Redskins get judicial boost
Rejecting trademarks that “disparage” others violates the First Amendment.
washington» The Supreme Court ruled Monday that a law that prohibits the government from registering trademarks that “disparage” others violates the First Amendment, a decision that could impact the Washington Redskins’ efforts to hang on to their controversial name.
Justice Samuel Alito delivered the opinion for a largely united court. He said the law could not be saved just because it evenhandedly prohibits disparagement of all groups.
“That is viewpoint discrimination in the sense relevant here: Giving offense is a viewpoint,” Alito wrote.
He added that the disparagement clause in the law “offends a bedrock First Amendment principle: Speech may not be banned on the ground that it expresses ideas that offend.”

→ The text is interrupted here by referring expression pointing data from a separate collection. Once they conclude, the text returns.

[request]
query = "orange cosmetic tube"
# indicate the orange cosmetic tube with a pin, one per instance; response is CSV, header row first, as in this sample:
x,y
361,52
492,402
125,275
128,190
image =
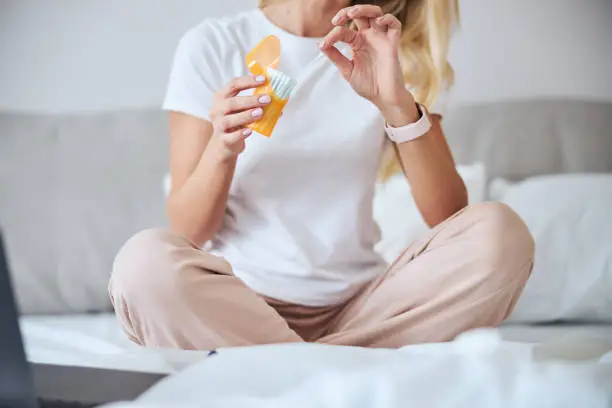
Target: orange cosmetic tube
x,y
264,56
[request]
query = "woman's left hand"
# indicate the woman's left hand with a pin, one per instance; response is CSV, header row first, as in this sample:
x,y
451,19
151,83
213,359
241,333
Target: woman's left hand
x,y
374,72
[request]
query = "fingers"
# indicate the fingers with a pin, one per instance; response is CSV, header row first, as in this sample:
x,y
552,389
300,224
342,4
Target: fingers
x,y
364,11
239,84
337,34
391,24
240,103
231,122
345,65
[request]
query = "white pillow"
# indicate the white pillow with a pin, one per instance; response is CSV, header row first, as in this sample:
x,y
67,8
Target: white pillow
x,y
399,219
570,217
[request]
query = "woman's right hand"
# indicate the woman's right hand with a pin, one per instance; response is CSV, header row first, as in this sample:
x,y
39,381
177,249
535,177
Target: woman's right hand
x,y
231,113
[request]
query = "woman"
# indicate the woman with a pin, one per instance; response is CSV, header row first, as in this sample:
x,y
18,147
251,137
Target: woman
x,y
288,220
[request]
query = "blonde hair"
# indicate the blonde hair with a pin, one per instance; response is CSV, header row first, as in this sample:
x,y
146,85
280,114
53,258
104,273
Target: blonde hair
x,y
426,31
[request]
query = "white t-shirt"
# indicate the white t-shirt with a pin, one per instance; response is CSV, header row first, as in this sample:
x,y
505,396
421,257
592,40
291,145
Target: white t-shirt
x,y
298,225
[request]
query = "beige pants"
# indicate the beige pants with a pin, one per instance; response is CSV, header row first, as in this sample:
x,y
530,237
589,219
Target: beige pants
x,y
468,272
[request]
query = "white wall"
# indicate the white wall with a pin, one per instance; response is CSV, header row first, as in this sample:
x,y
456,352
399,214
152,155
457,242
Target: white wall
x,y
65,55
523,48
70,55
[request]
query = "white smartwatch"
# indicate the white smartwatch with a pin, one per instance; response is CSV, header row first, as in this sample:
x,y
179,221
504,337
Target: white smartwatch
x,y
412,130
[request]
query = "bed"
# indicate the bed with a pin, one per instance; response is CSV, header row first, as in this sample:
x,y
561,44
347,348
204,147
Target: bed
x,y
120,158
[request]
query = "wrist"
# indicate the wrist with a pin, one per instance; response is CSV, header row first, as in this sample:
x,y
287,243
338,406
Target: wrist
x,y
403,111
219,154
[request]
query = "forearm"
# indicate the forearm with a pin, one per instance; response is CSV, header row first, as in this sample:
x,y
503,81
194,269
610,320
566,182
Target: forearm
x,y
196,210
436,187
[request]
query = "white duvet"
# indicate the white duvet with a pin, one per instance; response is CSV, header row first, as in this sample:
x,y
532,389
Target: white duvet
x,y
478,370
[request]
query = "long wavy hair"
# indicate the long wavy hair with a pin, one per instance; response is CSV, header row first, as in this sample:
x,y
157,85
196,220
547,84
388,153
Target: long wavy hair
x,y
426,33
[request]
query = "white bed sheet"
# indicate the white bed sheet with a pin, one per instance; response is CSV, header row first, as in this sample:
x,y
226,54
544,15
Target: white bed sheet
x,y
97,340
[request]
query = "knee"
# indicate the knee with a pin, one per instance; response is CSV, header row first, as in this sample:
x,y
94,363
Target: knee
x,y
507,245
143,268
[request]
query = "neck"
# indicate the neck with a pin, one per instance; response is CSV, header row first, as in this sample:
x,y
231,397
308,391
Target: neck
x,y
304,18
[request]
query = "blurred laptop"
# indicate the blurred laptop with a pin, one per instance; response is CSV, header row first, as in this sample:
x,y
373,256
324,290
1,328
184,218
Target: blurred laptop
x,y
33,385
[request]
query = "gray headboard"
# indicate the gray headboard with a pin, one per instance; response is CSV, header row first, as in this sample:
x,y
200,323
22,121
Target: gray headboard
x,y
74,187
528,138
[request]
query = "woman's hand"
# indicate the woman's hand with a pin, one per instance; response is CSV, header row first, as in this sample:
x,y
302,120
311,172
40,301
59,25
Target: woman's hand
x,y
231,113
374,72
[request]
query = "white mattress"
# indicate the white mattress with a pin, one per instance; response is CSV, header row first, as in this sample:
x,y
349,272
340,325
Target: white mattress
x,y
97,340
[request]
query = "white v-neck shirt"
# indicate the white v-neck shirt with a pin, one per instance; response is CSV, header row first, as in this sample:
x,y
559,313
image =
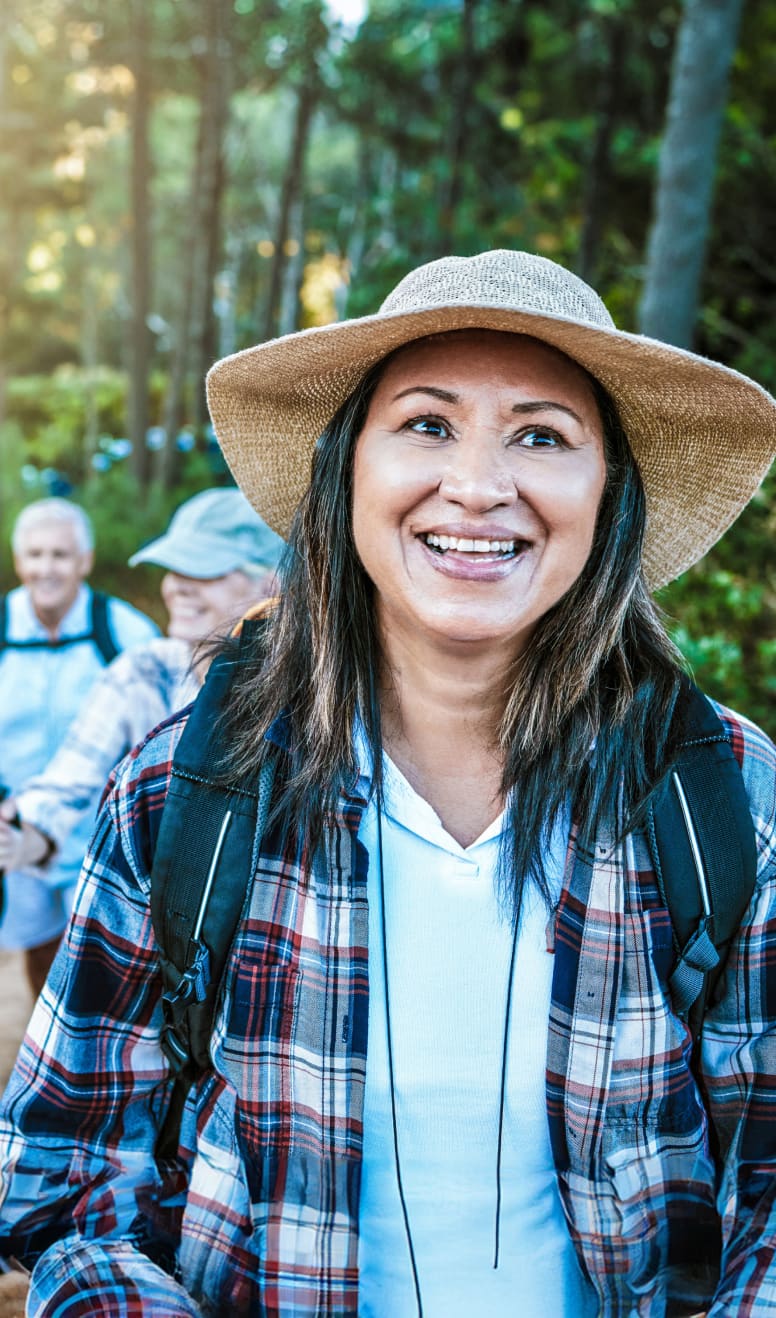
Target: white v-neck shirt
x,y
448,950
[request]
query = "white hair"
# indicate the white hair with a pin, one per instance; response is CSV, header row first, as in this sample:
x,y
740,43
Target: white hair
x,y
45,510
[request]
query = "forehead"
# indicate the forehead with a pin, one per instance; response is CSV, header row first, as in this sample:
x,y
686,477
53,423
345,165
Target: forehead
x,y
474,357
55,535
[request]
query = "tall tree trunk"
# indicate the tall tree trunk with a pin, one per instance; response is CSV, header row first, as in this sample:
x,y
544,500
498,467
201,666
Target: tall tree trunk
x,y
289,315
306,99
194,336
5,258
138,411
460,112
215,108
696,104
598,175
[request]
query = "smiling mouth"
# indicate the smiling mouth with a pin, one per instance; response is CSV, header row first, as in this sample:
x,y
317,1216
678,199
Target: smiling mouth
x,y
463,544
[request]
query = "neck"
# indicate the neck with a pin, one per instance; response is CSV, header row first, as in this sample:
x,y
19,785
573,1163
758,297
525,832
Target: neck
x,y
50,620
440,715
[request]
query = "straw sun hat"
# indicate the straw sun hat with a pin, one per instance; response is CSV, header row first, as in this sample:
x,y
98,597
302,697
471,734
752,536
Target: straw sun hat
x,y
702,435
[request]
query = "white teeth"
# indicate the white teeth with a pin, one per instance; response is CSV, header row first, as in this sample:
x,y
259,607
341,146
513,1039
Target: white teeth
x,y
469,546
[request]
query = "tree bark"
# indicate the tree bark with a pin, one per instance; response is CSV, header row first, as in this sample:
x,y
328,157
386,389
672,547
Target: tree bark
x,y
306,99
194,338
215,107
453,185
598,174
696,104
138,411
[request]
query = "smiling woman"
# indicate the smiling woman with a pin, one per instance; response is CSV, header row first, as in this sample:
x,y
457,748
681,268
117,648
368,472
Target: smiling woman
x,y
447,1073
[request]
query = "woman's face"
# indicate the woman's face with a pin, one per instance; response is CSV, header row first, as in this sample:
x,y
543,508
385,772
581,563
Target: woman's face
x,y
199,608
477,480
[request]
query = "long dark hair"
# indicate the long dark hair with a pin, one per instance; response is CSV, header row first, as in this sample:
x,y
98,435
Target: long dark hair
x,y
589,713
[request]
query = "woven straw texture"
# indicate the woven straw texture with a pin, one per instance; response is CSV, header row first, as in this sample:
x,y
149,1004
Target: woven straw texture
x,y
702,434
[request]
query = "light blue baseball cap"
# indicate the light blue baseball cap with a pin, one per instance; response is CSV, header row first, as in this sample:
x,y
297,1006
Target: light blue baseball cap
x,y
212,534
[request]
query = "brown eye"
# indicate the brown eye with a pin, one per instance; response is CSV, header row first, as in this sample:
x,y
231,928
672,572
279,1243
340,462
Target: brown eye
x,y
431,426
540,436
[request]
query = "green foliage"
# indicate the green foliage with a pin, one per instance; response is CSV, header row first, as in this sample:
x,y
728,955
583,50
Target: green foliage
x,y
561,107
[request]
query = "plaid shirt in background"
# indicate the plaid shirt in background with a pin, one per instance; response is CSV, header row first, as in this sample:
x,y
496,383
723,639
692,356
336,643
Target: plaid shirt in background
x,y
264,1197
138,689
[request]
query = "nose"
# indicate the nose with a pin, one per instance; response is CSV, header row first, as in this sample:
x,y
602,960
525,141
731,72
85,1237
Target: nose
x,y
477,476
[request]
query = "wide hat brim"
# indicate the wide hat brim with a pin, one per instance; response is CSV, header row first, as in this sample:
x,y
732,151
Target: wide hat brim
x,y
702,434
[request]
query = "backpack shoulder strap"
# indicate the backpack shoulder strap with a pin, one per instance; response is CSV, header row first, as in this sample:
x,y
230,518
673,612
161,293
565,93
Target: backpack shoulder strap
x,y
200,878
100,626
704,849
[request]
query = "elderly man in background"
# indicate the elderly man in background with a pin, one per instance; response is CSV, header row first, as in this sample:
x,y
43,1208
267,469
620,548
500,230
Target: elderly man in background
x,y
219,559
55,637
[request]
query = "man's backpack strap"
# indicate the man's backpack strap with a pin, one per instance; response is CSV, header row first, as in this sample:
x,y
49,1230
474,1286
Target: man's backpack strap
x,y
100,626
704,850
199,885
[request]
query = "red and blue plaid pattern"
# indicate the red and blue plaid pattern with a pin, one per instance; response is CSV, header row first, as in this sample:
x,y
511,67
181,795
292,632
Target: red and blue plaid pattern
x,y
262,1202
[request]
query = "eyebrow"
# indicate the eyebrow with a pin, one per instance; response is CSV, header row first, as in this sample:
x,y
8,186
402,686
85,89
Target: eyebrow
x,y
518,410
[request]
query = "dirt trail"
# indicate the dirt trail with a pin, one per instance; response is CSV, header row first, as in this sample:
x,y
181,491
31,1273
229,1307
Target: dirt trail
x,y
15,1008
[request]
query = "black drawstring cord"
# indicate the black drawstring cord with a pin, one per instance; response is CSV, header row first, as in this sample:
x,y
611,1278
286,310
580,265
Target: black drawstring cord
x,y
502,1089
390,1060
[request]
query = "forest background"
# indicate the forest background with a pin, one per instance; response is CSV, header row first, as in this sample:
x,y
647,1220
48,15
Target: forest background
x,y
182,178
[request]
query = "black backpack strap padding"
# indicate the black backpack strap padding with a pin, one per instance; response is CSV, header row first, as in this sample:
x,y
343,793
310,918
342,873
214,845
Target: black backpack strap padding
x,y
202,866
100,626
721,825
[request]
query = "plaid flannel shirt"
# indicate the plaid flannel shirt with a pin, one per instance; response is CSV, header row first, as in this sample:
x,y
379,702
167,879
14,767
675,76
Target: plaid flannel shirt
x,y
262,1202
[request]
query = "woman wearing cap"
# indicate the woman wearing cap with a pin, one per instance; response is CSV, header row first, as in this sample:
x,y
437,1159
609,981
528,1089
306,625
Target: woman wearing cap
x,y
220,559
447,1074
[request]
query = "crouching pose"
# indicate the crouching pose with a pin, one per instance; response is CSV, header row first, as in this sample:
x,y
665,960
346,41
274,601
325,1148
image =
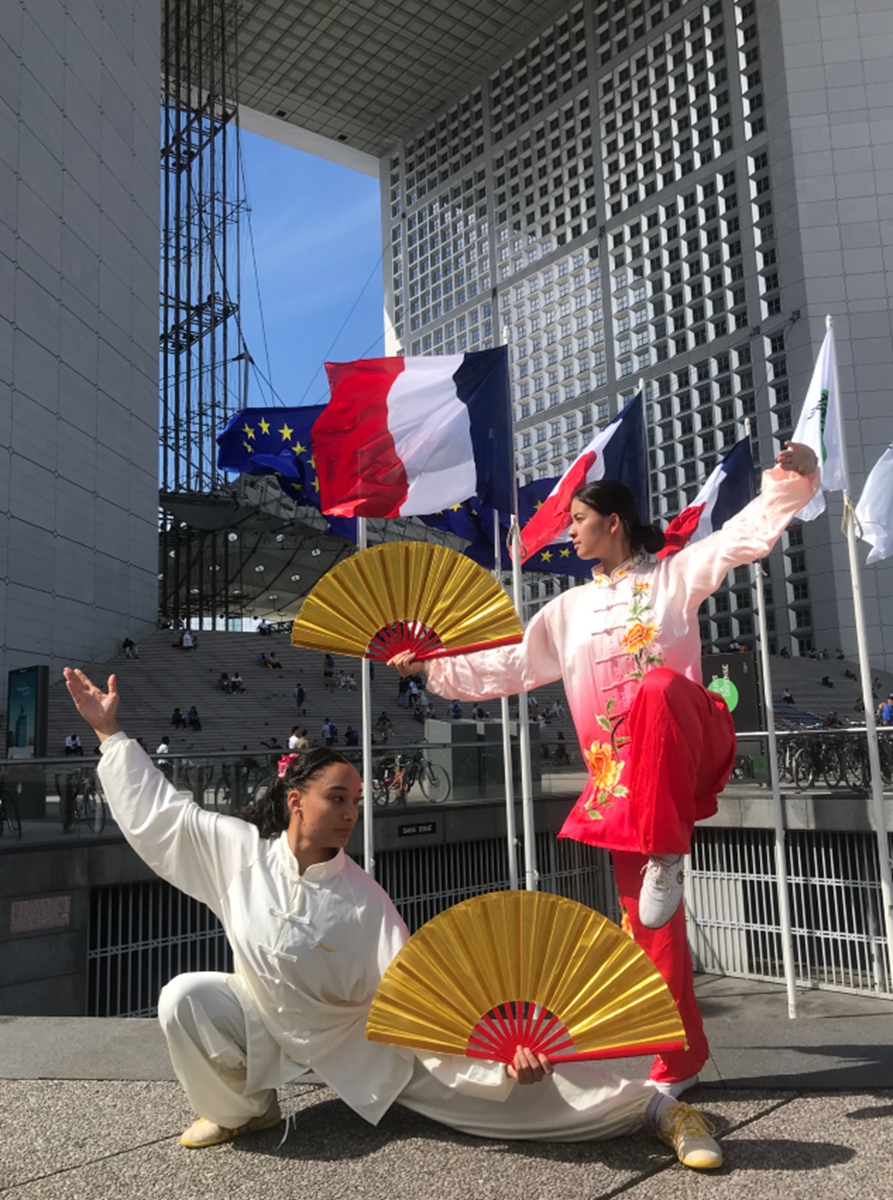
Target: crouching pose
x,y
311,936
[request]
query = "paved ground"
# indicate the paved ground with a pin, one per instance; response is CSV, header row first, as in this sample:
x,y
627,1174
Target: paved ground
x,y
88,1109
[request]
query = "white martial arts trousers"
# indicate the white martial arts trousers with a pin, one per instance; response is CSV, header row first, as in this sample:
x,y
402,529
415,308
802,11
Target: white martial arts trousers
x,y
205,1031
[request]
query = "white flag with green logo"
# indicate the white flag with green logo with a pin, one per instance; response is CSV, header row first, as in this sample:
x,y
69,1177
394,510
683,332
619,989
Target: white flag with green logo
x,y
820,427
874,511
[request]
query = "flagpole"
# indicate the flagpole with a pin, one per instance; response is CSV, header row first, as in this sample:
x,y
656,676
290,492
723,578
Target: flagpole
x,y
523,715
523,723
369,859
874,759
778,816
647,463
510,828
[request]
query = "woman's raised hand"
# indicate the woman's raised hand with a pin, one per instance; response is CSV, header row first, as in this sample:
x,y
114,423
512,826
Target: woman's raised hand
x,y
97,708
406,664
528,1067
799,457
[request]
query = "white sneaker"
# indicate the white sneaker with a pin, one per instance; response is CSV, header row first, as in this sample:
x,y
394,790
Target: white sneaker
x,y
689,1133
677,1086
661,889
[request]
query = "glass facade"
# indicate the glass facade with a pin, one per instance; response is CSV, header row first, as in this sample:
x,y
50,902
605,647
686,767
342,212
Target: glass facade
x,y
604,204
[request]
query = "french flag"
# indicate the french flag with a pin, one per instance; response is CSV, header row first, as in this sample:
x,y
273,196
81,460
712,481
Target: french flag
x,y
615,453
409,436
729,489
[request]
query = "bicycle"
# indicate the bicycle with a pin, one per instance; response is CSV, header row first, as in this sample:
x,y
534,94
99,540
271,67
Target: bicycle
x,y
82,801
9,814
396,775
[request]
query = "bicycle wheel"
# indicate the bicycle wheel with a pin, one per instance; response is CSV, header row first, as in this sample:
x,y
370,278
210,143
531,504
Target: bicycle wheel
x,y
435,783
803,771
263,786
12,819
94,810
381,792
856,772
222,798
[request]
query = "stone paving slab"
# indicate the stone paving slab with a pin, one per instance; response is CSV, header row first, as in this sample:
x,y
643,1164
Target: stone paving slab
x,y
834,1146
107,1140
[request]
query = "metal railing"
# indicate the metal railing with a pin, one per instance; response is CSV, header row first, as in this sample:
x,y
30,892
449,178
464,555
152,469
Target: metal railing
x,y
834,891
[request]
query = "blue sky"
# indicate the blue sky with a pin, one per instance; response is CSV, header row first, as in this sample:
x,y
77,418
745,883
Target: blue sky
x,y
317,240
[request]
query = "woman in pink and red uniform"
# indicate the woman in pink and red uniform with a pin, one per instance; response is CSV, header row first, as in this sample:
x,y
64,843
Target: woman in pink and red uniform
x,y
658,745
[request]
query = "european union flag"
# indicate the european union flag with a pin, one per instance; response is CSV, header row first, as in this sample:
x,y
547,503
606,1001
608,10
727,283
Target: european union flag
x,y
474,522
274,442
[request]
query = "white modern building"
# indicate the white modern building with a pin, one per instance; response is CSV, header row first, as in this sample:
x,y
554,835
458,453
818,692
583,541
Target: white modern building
x,y
78,329
670,191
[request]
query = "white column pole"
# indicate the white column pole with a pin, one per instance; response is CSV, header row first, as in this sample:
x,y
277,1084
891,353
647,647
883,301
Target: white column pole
x,y
523,725
778,815
874,760
510,827
369,858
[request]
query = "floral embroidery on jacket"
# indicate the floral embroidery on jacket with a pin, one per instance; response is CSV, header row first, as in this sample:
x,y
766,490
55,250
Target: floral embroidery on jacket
x,y
641,631
605,766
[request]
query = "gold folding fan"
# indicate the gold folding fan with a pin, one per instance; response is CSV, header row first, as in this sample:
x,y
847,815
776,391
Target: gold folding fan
x,y
525,969
406,595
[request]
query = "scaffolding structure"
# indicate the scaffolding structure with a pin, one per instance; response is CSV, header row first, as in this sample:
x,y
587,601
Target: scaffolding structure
x,y
201,347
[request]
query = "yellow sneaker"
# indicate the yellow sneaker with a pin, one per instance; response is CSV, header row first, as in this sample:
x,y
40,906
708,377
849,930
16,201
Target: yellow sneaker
x,y
203,1133
689,1133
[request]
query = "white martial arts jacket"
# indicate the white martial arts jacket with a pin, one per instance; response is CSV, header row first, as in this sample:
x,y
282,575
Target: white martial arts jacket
x,y
309,949
603,637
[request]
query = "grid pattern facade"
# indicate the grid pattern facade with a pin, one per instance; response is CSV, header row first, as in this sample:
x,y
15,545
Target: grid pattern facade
x,y
604,203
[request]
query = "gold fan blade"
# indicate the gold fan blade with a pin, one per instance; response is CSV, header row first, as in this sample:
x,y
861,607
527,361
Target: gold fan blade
x,y
402,582
523,946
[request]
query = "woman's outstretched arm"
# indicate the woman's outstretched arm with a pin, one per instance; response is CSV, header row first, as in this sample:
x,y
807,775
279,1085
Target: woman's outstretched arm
x,y
196,851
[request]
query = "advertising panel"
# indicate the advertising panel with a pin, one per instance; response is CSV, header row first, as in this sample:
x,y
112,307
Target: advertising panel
x,y
27,713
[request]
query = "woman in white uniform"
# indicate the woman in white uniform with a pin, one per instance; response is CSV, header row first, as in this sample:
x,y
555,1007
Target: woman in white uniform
x,y
311,936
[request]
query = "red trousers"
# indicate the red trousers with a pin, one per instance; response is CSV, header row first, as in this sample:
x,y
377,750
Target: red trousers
x,y
681,754
667,949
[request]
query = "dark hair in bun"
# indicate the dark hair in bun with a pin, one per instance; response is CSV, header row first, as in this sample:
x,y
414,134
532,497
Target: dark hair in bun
x,y
609,496
269,811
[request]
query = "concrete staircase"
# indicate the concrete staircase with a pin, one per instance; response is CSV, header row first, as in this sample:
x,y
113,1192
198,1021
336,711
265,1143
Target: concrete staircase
x,y
165,677
803,678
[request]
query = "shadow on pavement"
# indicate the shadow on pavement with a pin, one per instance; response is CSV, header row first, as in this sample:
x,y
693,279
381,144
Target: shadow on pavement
x,y
329,1132
856,1066
881,1110
783,1155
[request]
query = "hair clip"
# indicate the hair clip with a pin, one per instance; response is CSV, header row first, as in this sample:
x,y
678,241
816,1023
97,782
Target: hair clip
x,y
285,763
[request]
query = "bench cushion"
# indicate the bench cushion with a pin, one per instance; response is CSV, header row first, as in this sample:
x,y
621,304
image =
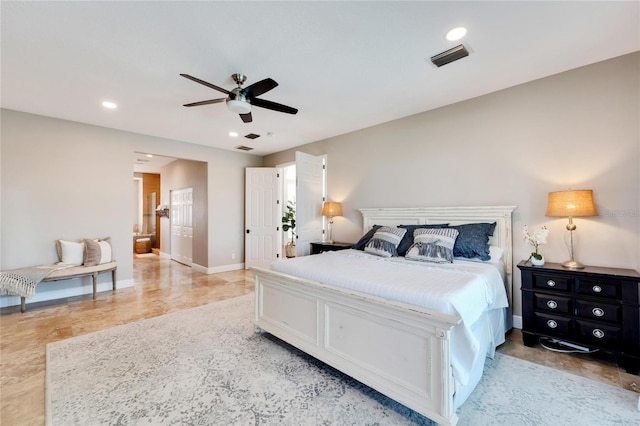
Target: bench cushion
x,y
73,271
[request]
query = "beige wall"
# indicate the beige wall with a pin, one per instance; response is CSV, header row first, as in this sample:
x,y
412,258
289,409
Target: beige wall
x,y
62,179
579,129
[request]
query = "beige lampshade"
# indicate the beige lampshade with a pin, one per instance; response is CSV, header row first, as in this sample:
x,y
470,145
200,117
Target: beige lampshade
x,y
571,203
331,209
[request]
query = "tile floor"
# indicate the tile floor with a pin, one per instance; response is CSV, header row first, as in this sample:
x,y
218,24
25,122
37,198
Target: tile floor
x,y
162,286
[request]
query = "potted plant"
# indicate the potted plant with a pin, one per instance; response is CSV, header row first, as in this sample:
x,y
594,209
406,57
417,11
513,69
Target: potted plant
x,y
540,237
289,223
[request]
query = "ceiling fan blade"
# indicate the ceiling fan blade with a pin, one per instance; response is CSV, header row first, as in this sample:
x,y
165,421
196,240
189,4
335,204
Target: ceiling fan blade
x,y
257,89
213,86
210,101
273,105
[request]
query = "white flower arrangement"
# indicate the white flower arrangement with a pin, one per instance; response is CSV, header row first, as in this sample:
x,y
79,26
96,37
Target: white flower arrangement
x,y
540,237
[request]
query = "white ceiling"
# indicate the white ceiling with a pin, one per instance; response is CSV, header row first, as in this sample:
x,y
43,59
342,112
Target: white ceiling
x,y
344,65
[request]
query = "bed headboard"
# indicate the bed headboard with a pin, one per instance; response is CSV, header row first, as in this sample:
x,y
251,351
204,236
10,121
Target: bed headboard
x,y
502,236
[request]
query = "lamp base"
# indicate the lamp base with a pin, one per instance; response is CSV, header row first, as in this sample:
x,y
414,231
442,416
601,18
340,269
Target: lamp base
x,y
572,264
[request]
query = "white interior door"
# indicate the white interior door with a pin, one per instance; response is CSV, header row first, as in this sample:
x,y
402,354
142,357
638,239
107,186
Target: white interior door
x,y
182,225
263,238
309,196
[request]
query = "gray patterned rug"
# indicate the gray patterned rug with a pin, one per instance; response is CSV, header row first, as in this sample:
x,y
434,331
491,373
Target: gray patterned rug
x,y
206,366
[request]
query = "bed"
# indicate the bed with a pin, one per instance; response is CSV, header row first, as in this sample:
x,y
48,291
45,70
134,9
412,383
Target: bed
x,y
425,352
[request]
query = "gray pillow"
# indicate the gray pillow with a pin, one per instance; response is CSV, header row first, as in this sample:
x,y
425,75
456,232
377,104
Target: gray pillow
x,y
407,240
433,245
473,240
385,241
362,242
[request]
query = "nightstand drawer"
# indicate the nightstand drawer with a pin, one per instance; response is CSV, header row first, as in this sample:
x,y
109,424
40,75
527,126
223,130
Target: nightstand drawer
x,y
599,311
599,334
553,303
598,288
553,325
594,307
552,282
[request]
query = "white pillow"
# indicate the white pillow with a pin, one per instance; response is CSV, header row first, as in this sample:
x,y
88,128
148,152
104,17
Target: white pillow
x,y
97,252
71,253
495,253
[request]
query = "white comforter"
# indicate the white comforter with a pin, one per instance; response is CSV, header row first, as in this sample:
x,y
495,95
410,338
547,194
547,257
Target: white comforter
x,y
463,288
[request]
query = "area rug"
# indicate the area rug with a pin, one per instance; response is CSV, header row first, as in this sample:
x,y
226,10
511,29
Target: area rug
x,y
206,366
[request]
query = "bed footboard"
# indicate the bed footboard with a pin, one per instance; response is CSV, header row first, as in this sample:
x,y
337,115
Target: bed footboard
x,y
400,350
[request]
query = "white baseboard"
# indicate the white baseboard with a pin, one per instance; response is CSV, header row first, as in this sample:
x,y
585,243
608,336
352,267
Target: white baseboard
x,y
52,290
217,269
517,321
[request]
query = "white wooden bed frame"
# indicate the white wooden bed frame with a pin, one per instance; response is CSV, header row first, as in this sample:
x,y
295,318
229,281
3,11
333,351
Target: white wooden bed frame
x,y
400,350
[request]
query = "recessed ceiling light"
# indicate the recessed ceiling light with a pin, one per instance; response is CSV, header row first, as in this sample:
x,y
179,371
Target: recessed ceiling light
x,y
456,33
110,105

All of the participating justices — Neil Gorsuch was not on the court when the case was argued — joined that part of Alito’s opinion. Four justices peeled off from parts of the opinion where they say Alito opined on more than what was needed to decide the case.
The trademark office in 2011 said registering the trademark of the Slants, an Asian American rock group, would violate a part of the 1946 Lanham Trademark Act that prohibits registration of a trademark that “may disparage … persons, living or dead, institutions, beliefs, or national symbols, or bring them into contempt, or disrepute.”
The office said the name was likely to disparage a significant number of AsianAmericans. But founder Simon Tam said the point of the band’s name is just the opposite: an attempt to reclaim a slur and use it as “a badge of pride.”
In a Facebook post after the decision, Tam wrote:
“After an excruciating legal battle that has spanned nearly eight years, we’re beyond humbled and thrilled to have won this case at the Supreme Court. This journey has always been much bigger than our band: it’s been about the rights of all marginalized communities to determine what’s best for ourselves.”
Tam lost in the first legal rounds. But then a majority of the U.S. Court of Appeals for the Federal Circuit said the law violates the First Amendment’s guarantee of free speech. The government may not “penalize private speech merely because it disapproves of the message it conveys,” a majority of that court found.